Officials with the Northern Pulp mill should know soon whether they'll reach a settlement with the Nova Scotia government over the Pictou County-based operation's 2020 shutdown and other matters, or if the two sides will find themselves back in court.
The company received a 10th extension of its creditor protection during a brief hearing in a British Columbia court on Wednesday. A judge agreed to the company's request to extend the stay until Nov. 30.
Lawyers for the Nova Scotia government did not oppose the company's request.
The B.C. court ordered Northern Pulp and the Nova Scotia government into non-binding mediation in 2022 as part of the creditor protection process in an attempt to try to resolve legal disputes between the two sides. The most recent court documents indicate that the process could be wrapping up soon.
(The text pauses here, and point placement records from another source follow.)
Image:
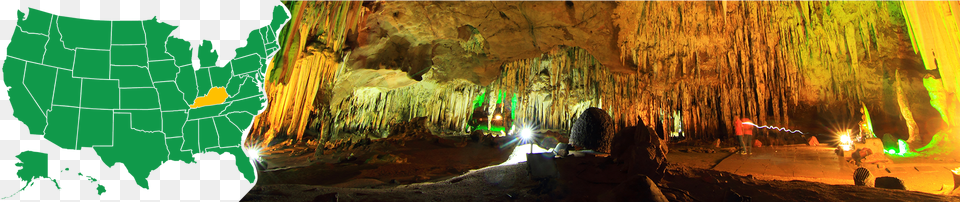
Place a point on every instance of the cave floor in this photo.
(381, 162)
(821, 164)
(450, 171)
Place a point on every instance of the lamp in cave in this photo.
(903, 147)
(527, 134)
(253, 152)
(845, 141)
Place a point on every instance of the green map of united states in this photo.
(130, 91)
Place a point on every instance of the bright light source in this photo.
(845, 142)
(520, 153)
(253, 153)
(903, 147)
(526, 133)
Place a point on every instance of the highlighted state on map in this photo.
(206, 111)
(64, 133)
(100, 94)
(216, 96)
(96, 128)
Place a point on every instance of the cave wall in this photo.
(804, 65)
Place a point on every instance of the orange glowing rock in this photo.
(216, 96)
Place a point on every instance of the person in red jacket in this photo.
(744, 129)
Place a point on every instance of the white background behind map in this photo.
(212, 178)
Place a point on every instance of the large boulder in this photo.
(593, 130)
(863, 177)
(639, 188)
(642, 150)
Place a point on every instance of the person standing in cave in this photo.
(745, 134)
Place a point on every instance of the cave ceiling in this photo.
(784, 63)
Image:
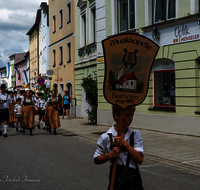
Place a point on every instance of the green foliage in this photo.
(140, 86)
(90, 87)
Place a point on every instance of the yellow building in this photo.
(33, 34)
(62, 45)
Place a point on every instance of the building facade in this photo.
(12, 78)
(3, 76)
(20, 67)
(173, 100)
(33, 34)
(44, 42)
(62, 45)
(86, 50)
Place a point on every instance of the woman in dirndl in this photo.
(52, 107)
(27, 108)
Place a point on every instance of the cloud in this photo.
(16, 19)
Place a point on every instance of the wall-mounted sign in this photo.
(128, 62)
(177, 34)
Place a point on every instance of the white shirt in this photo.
(104, 145)
(5, 97)
(41, 104)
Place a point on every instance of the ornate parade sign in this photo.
(128, 62)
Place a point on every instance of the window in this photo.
(68, 12)
(83, 30)
(69, 52)
(92, 24)
(54, 58)
(61, 55)
(164, 10)
(126, 13)
(54, 23)
(61, 18)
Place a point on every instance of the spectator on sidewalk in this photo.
(66, 103)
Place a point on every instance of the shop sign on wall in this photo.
(183, 34)
(177, 34)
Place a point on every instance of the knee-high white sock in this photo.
(5, 129)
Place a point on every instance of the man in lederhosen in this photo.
(5, 100)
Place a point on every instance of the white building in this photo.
(44, 42)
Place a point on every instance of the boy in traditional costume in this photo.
(18, 116)
(52, 108)
(5, 100)
(26, 109)
(128, 148)
(41, 104)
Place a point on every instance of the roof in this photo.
(36, 24)
(124, 78)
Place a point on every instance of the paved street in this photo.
(45, 161)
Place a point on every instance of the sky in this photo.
(16, 19)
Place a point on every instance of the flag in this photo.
(8, 69)
(17, 71)
(24, 77)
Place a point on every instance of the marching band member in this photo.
(41, 104)
(27, 105)
(5, 100)
(52, 107)
(18, 115)
(11, 109)
(15, 97)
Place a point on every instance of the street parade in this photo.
(20, 110)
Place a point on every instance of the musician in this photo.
(5, 100)
(52, 108)
(41, 104)
(15, 96)
(18, 116)
(26, 109)
(11, 109)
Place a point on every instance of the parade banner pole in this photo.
(119, 132)
(128, 62)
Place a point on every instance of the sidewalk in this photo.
(173, 149)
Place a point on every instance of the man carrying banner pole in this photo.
(5, 100)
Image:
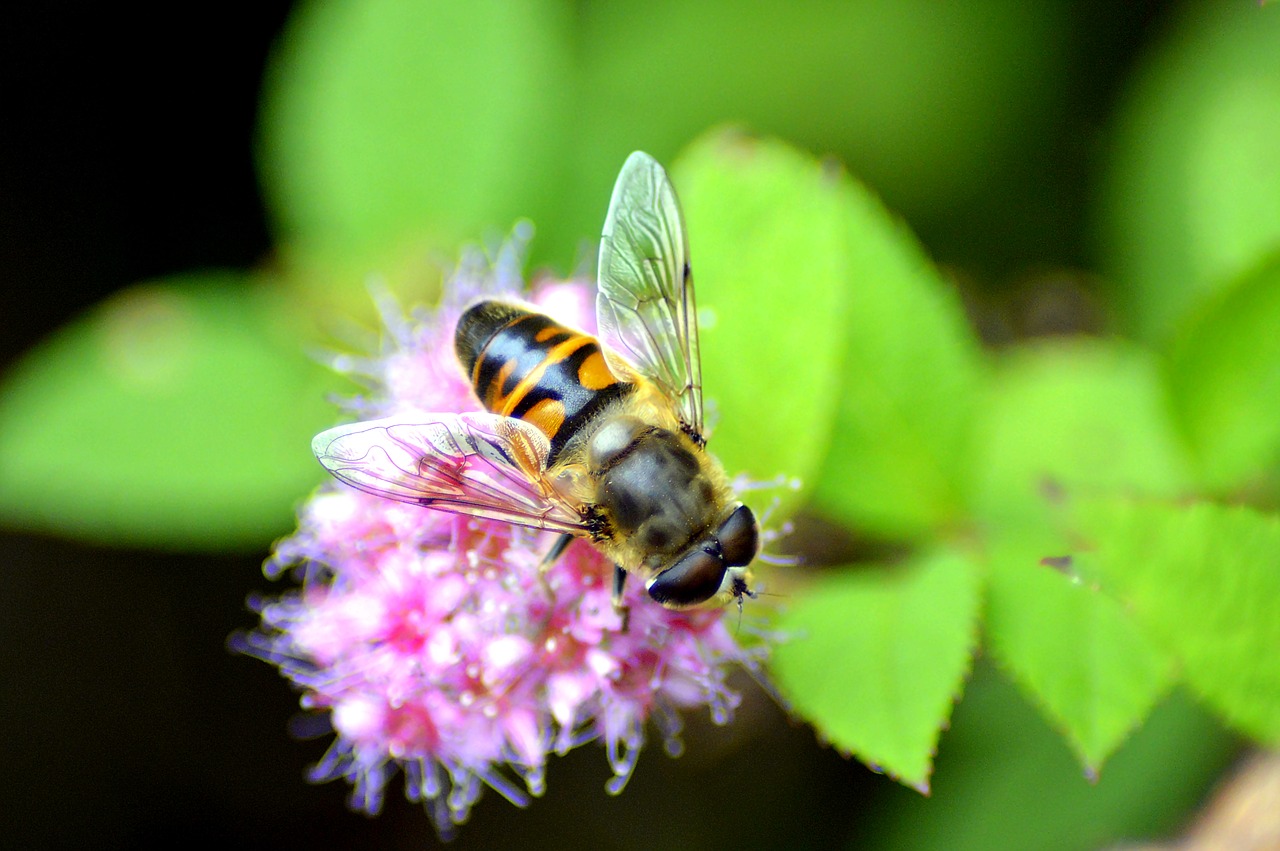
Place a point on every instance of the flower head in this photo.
(437, 645)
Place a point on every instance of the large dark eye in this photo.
(694, 579)
(740, 538)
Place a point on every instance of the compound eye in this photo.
(740, 538)
(694, 579)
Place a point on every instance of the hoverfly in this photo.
(588, 440)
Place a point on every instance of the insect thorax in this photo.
(657, 488)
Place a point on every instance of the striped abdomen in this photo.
(526, 365)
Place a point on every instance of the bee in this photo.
(589, 439)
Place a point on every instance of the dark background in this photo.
(126, 152)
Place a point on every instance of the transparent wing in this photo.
(645, 303)
(469, 463)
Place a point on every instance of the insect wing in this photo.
(481, 465)
(645, 303)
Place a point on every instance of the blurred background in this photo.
(1042, 152)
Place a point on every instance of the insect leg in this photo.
(554, 552)
(620, 582)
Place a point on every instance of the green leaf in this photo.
(877, 657)
(1077, 652)
(389, 120)
(1005, 781)
(1073, 416)
(1224, 379)
(1205, 581)
(178, 415)
(769, 261)
(910, 375)
(908, 94)
(1193, 197)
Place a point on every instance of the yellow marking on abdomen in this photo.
(548, 416)
(554, 355)
(594, 373)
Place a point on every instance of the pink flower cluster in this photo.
(433, 641)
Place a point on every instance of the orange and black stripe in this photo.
(526, 365)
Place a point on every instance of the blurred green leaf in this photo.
(1193, 196)
(905, 92)
(178, 413)
(769, 261)
(1005, 781)
(1203, 580)
(877, 657)
(384, 120)
(1073, 416)
(910, 378)
(1075, 650)
(1224, 379)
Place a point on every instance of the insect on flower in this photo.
(603, 442)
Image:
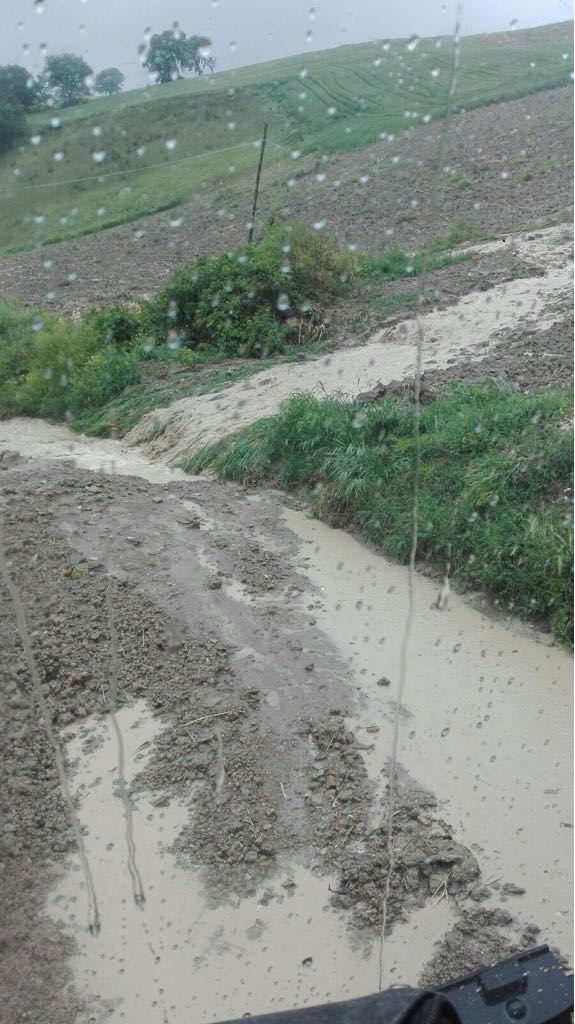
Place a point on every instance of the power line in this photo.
(132, 170)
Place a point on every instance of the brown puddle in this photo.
(486, 722)
(180, 956)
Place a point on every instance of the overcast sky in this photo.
(109, 32)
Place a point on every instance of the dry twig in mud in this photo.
(330, 741)
(217, 714)
(440, 893)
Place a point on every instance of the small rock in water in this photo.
(510, 889)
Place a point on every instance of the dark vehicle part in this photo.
(531, 987)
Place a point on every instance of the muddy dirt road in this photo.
(256, 657)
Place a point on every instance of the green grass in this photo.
(119, 416)
(352, 95)
(493, 462)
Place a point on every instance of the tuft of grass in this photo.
(462, 230)
(494, 463)
(395, 263)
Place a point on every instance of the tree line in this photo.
(68, 79)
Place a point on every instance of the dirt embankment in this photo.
(518, 330)
(295, 780)
(512, 169)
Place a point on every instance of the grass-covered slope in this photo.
(202, 132)
(494, 467)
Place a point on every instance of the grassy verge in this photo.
(494, 467)
(102, 373)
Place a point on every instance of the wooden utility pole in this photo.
(257, 188)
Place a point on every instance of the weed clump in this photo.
(255, 301)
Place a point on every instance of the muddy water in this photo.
(485, 722)
(49, 440)
(182, 956)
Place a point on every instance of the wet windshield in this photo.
(285, 501)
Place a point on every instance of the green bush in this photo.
(115, 325)
(56, 369)
(238, 302)
(16, 332)
(103, 375)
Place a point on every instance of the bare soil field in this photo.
(220, 672)
(510, 168)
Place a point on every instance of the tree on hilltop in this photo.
(171, 53)
(108, 81)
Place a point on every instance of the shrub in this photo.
(104, 374)
(16, 331)
(238, 302)
(57, 370)
(115, 325)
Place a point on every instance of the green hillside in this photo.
(203, 132)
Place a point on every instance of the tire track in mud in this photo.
(296, 780)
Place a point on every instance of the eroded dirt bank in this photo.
(257, 749)
(520, 330)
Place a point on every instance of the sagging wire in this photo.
(130, 170)
(415, 498)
Details of those talks are confidential.
"The mediation process is in a conclusory stage that will hopefully give greater clarity around whether a mediated settlement is possible," lawyers for Northern Pulp say in court filings.
Legal wrangling on hold during mediation
During the mediation process, the two parties agreed to pause all legal challenges and proceedings.
Those matters include the company filing papers to sue the province for up to $450 million because the government-ordered shutdown of Northern Pulp's effluent treatment facility at Boat Harbour happened 10 years before its lease for the site expired, forcing the mill to close.
The company also applied for a judicial review of the terms of reference the Nova Scotia Environment Department set for the work required by the company to overhaul the mill and restart it.
Lawyers for Northern Pulp say that active field work by an engineering firm has been suspended "as a prudent strategy to conserve cash pending an outcome in the mediation process. Once an outcome is determined, the petitioners can make a more informed decision how their restructuring will proceed and how to proceed with the mill [environmental assessment] process."
A report from court-appointed monitor Ernst & Young says they believe the mediation process would benefit from some additional time to determine if a resolution can be reached, but that if it "does not make reasonable progress or should the pause be lifted, the proposed stay period will also allow time for the parties to pivot to alternative options."
No agreement reached to sell biomass
Documents filed as part of Wednesday's hearing also indicate that attempts by Northern Pulp to find other uses for wood supply have failed.
During its last court appearance, the company indicated in court documents that it was in talks with an unnamed electric utility to burn hurricane-felled trees in the mill's power boiler and sell the biomass energy to the utility.
But records for Wednesday's hearing indicate that the two parties could not reach a power-purchase agreement.
Northern Pulp was forced to close in January 2020 when the company failed to secure environmental approval from the province to construct a new effluent treatment facility.